About
Natalie is an artist whose work dwells in what is often unsaid, where intergenerational care and memory quietly gather.
Working across drawing, photography, and relational methodologies, she explores the entanglement of temporality, identity and lived experience. She is particularly drawn to in-between spaces where fiction and reality blur, often rendered through intricate pen-based illustrations.
Natalie's current research focuses on food-based art practices, with an emphasis on the sensory and affective dimensions of taste, and the encoding of memory through acts of cooking, consumption and embodied transmission. Extending this inquiry, she explores the speculative capacities of plants and ingredients, attending to their symbolic agency in the shaping of memory and narrative.
Central to her practice is an ongoing collaborative engagement with her grandmother, through which she investigates ancestral knowledge, diasporic memory and the articulation of unspoken emotional registers.
Gustamorph Tapestry
This series explores and reconfigures Southeast Asian ingredients as sentient, biomorphic creatures in a visual realm of illustration through pen stippling on organza fabric.
Drawing from collective memories, conversations with friends and participant responses from an earlier work, this illustration positions familial ingredients, vegetables, herbs and flowers as mnemonic vessels of matrilineal memory and ancestral knowledge.
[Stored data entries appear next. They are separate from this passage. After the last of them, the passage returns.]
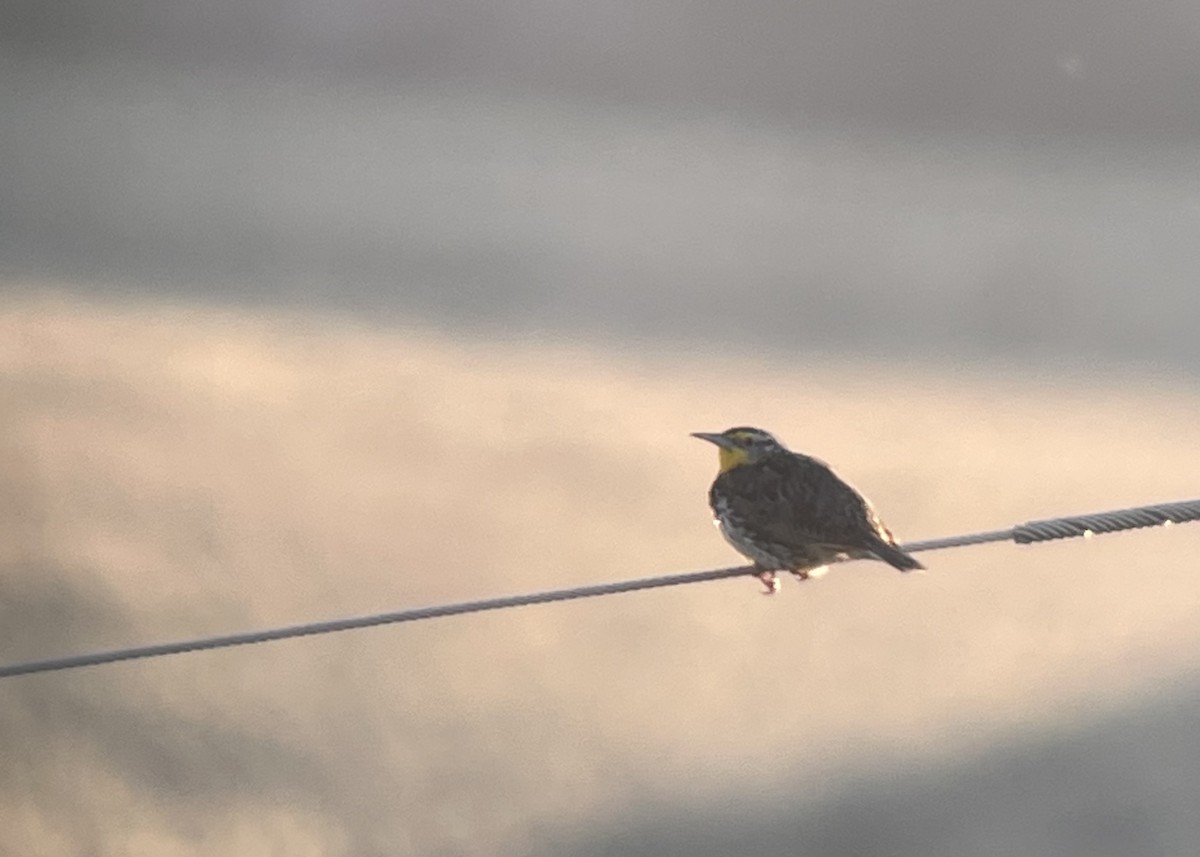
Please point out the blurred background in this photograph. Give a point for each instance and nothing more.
(316, 310)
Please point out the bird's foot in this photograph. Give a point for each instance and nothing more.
(771, 581)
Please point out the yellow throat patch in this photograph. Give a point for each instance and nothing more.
(731, 457)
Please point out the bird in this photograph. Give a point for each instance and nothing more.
(787, 511)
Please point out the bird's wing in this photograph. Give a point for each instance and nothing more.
(798, 499)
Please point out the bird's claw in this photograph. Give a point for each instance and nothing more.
(771, 581)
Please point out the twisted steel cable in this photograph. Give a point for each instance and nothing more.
(1024, 534)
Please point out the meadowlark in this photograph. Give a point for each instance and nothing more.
(787, 511)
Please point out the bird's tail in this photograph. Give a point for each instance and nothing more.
(894, 556)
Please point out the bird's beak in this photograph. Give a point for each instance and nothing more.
(712, 437)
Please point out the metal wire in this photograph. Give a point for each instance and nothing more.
(1023, 534)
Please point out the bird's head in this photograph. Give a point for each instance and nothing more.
(742, 445)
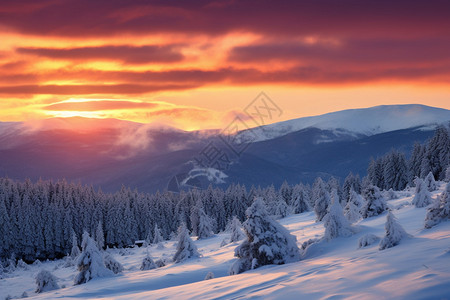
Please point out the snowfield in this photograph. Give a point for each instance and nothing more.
(418, 268)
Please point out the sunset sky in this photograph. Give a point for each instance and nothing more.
(196, 64)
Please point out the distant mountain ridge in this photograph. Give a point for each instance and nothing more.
(108, 153)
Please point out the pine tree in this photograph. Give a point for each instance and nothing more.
(46, 281)
(300, 199)
(112, 264)
(267, 241)
(374, 202)
(335, 222)
(75, 250)
(157, 238)
(439, 210)
(321, 199)
(394, 232)
(430, 182)
(352, 210)
(185, 247)
(422, 196)
(236, 231)
(148, 263)
(90, 262)
(99, 236)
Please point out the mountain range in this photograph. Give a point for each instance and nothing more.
(109, 153)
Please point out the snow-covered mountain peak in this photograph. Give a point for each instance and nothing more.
(366, 121)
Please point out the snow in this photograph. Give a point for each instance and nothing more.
(417, 268)
(366, 121)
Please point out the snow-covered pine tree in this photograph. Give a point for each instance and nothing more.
(112, 264)
(99, 236)
(267, 241)
(205, 225)
(300, 199)
(335, 223)
(46, 281)
(447, 174)
(280, 208)
(352, 210)
(422, 196)
(157, 237)
(236, 231)
(209, 276)
(394, 232)
(185, 247)
(430, 182)
(374, 202)
(321, 199)
(148, 263)
(202, 225)
(439, 210)
(90, 262)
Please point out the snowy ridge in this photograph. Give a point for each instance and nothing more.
(365, 121)
(417, 268)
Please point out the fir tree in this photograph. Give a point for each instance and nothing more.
(374, 202)
(46, 281)
(112, 264)
(267, 241)
(430, 182)
(236, 231)
(99, 236)
(90, 262)
(185, 247)
(422, 196)
(148, 263)
(394, 232)
(335, 222)
(321, 199)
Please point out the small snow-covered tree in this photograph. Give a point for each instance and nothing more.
(236, 231)
(75, 250)
(267, 241)
(430, 182)
(280, 208)
(46, 281)
(148, 263)
(99, 236)
(352, 210)
(300, 199)
(209, 276)
(185, 247)
(374, 204)
(447, 174)
(112, 264)
(422, 196)
(321, 199)
(367, 240)
(394, 232)
(157, 237)
(439, 210)
(205, 226)
(90, 262)
(335, 223)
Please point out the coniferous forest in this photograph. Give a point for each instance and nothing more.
(42, 220)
Kaffir limes, skunk vine, long bean flowers and other ingredients transform into hybridised beings drifting within a speculative dreamscape, mirroring the wandering and evanescent nature of memory. Their reconfiguration reflects how culinary memory, through the lens of vegetal sentience, carries stories of migration, cultural continuity, care and identity.
Rooted in the concepts of gustemology and radical botany, this work opens a space to explore the imaginative and anthropomorphic dimensions of gustatory memory.
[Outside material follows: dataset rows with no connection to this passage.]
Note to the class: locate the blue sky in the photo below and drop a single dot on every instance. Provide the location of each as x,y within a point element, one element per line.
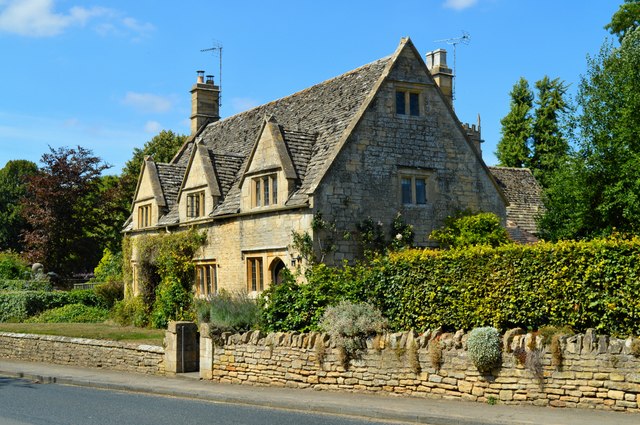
<point>109,75</point>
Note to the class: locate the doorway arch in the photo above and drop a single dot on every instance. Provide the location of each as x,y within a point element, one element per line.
<point>276,271</point>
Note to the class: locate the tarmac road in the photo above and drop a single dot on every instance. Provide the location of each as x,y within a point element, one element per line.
<point>28,402</point>
<point>347,405</point>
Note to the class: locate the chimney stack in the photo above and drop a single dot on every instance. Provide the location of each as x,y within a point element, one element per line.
<point>441,73</point>
<point>205,102</point>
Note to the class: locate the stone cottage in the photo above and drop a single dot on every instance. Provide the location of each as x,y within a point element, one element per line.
<point>379,140</point>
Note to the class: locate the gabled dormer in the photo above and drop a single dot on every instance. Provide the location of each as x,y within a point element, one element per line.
<point>269,177</point>
<point>148,201</point>
<point>200,191</point>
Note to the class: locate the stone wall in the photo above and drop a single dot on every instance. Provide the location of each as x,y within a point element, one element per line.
<point>595,371</point>
<point>83,352</point>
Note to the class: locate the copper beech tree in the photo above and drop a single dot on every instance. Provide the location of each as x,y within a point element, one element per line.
<point>64,209</point>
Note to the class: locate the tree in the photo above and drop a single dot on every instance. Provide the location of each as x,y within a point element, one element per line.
<point>549,144</point>
<point>625,20</point>
<point>601,194</point>
<point>61,211</point>
<point>513,147</point>
<point>13,182</point>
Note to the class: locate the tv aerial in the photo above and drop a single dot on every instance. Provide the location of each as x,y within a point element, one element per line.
<point>465,38</point>
<point>216,49</point>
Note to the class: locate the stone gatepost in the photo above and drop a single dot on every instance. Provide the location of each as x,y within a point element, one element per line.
<point>206,352</point>
<point>182,347</point>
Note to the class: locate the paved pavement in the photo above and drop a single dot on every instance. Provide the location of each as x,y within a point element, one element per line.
<point>403,409</point>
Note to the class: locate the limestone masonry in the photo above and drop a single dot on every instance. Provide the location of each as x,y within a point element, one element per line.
<point>596,371</point>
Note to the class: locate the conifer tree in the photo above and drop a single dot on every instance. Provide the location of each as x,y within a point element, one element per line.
<point>549,144</point>
<point>513,147</point>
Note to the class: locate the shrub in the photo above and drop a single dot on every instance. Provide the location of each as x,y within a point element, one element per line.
<point>293,306</point>
<point>635,347</point>
<point>71,313</point>
<point>109,269</point>
<point>131,312</point>
<point>347,323</point>
<point>26,285</point>
<point>484,348</point>
<point>471,229</point>
<point>17,306</point>
<point>229,312</point>
<point>12,266</point>
<point>109,292</point>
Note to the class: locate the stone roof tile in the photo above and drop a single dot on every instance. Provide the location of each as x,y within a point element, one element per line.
<point>524,195</point>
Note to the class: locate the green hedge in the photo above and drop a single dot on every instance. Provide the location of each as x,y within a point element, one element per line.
<point>25,285</point>
<point>593,284</point>
<point>17,306</point>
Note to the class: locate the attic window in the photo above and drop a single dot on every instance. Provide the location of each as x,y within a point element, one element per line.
<point>415,186</point>
<point>144,216</point>
<point>195,204</point>
<point>265,190</point>
<point>407,103</point>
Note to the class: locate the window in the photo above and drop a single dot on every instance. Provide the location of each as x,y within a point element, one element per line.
<point>414,190</point>
<point>407,103</point>
<point>144,216</point>
<point>265,190</point>
<point>255,274</point>
<point>206,279</point>
<point>195,205</point>
<point>134,278</point>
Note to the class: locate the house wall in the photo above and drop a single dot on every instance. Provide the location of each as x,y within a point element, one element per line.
<point>232,241</point>
<point>364,180</point>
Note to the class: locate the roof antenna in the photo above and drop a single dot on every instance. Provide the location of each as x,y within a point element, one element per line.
<point>464,39</point>
<point>217,48</point>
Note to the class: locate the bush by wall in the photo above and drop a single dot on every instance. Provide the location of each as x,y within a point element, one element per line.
<point>17,306</point>
<point>26,285</point>
<point>72,313</point>
<point>594,284</point>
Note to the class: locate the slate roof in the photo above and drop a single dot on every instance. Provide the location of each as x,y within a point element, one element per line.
<point>525,200</point>
<point>312,122</point>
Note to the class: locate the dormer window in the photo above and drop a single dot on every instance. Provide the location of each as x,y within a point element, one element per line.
<point>144,216</point>
<point>407,103</point>
<point>265,190</point>
<point>195,204</point>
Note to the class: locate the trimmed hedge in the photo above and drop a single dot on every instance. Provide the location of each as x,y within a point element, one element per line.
<point>25,285</point>
<point>17,306</point>
<point>594,284</point>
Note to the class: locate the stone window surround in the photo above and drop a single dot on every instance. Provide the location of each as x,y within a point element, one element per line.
<point>415,175</point>
<point>264,190</point>
<point>255,273</point>
<point>206,278</point>
<point>408,89</point>
<point>144,216</point>
<point>195,204</point>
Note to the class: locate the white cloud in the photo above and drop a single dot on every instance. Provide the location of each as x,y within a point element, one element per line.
<point>147,102</point>
<point>38,18</point>
<point>459,4</point>
<point>152,127</point>
<point>240,104</point>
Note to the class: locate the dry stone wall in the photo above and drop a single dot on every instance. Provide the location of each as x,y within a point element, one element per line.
<point>83,352</point>
<point>595,371</point>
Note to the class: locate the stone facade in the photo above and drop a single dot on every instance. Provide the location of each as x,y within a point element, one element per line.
<point>379,140</point>
<point>596,371</point>
<point>83,352</point>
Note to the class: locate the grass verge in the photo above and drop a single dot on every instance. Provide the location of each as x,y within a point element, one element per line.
<point>89,330</point>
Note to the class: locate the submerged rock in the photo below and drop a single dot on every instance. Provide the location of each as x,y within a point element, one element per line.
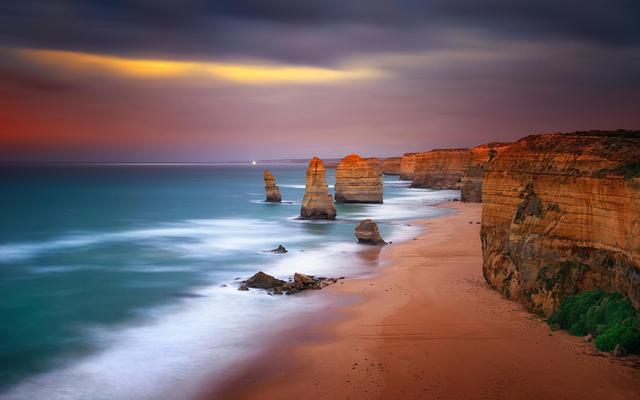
<point>274,286</point>
<point>263,281</point>
<point>279,250</point>
<point>272,191</point>
<point>317,202</point>
<point>367,233</point>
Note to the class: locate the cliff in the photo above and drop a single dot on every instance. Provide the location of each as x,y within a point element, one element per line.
<point>440,169</point>
<point>317,202</point>
<point>357,181</point>
<point>561,215</point>
<point>376,164</point>
<point>272,191</point>
<point>480,157</point>
<point>391,166</point>
<point>407,166</point>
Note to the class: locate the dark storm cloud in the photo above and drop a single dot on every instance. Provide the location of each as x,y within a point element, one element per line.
<point>305,31</point>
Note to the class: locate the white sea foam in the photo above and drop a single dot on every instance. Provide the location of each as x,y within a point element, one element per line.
<point>169,351</point>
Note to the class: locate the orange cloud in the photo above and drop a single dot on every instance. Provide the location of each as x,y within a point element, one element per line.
<point>250,74</point>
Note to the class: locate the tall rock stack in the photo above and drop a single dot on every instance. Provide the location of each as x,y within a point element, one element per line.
<point>440,169</point>
<point>481,156</point>
<point>561,215</point>
<point>317,202</point>
<point>407,166</point>
<point>376,164</point>
<point>391,166</point>
<point>272,191</point>
<point>357,181</point>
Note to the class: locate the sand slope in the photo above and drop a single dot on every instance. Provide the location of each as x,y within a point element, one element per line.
<point>428,327</point>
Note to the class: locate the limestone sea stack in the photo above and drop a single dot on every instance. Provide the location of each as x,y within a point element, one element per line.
<point>561,215</point>
<point>376,164</point>
<point>440,169</point>
<point>367,233</point>
<point>317,202</point>
<point>357,181</point>
<point>407,166</point>
<point>270,188</point>
<point>391,166</point>
<point>481,156</point>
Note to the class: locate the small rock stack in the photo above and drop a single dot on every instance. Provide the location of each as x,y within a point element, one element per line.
<point>317,202</point>
<point>270,188</point>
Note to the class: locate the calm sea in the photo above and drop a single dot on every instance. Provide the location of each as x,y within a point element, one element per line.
<point>111,276</point>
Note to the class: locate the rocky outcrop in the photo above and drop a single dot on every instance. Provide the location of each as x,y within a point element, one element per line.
<point>367,233</point>
<point>407,166</point>
<point>272,285</point>
<point>357,181</point>
<point>440,169</point>
<point>561,215</point>
<point>270,188</point>
<point>317,202</point>
<point>391,166</point>
<point>479,158</point>
<point>376,164</point>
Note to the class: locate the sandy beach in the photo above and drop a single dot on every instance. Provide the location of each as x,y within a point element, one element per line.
<point>429,327</point>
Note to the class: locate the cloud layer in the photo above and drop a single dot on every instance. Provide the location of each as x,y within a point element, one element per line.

Research methodology and theoretical framework
The research investigates interrelations between taste, sensory experience and embodied memory within contemporary food-based art practices. It examines how these elements converge to activate memory, cultural identity and collective histories.
Positioning food beyond a tangible medium, the research situates it as a carrier of embodied, cultural and intergenerational transmission.
This inquiry is grounded in theoretical frameworks including David E. Sutton’s concept of gustemology, Luce Giard’s understanding of cooking as a form of anamnesis, Carolyn Korsmeyer’s examination of embodied engagement and John Dewey’s pragmatism approach.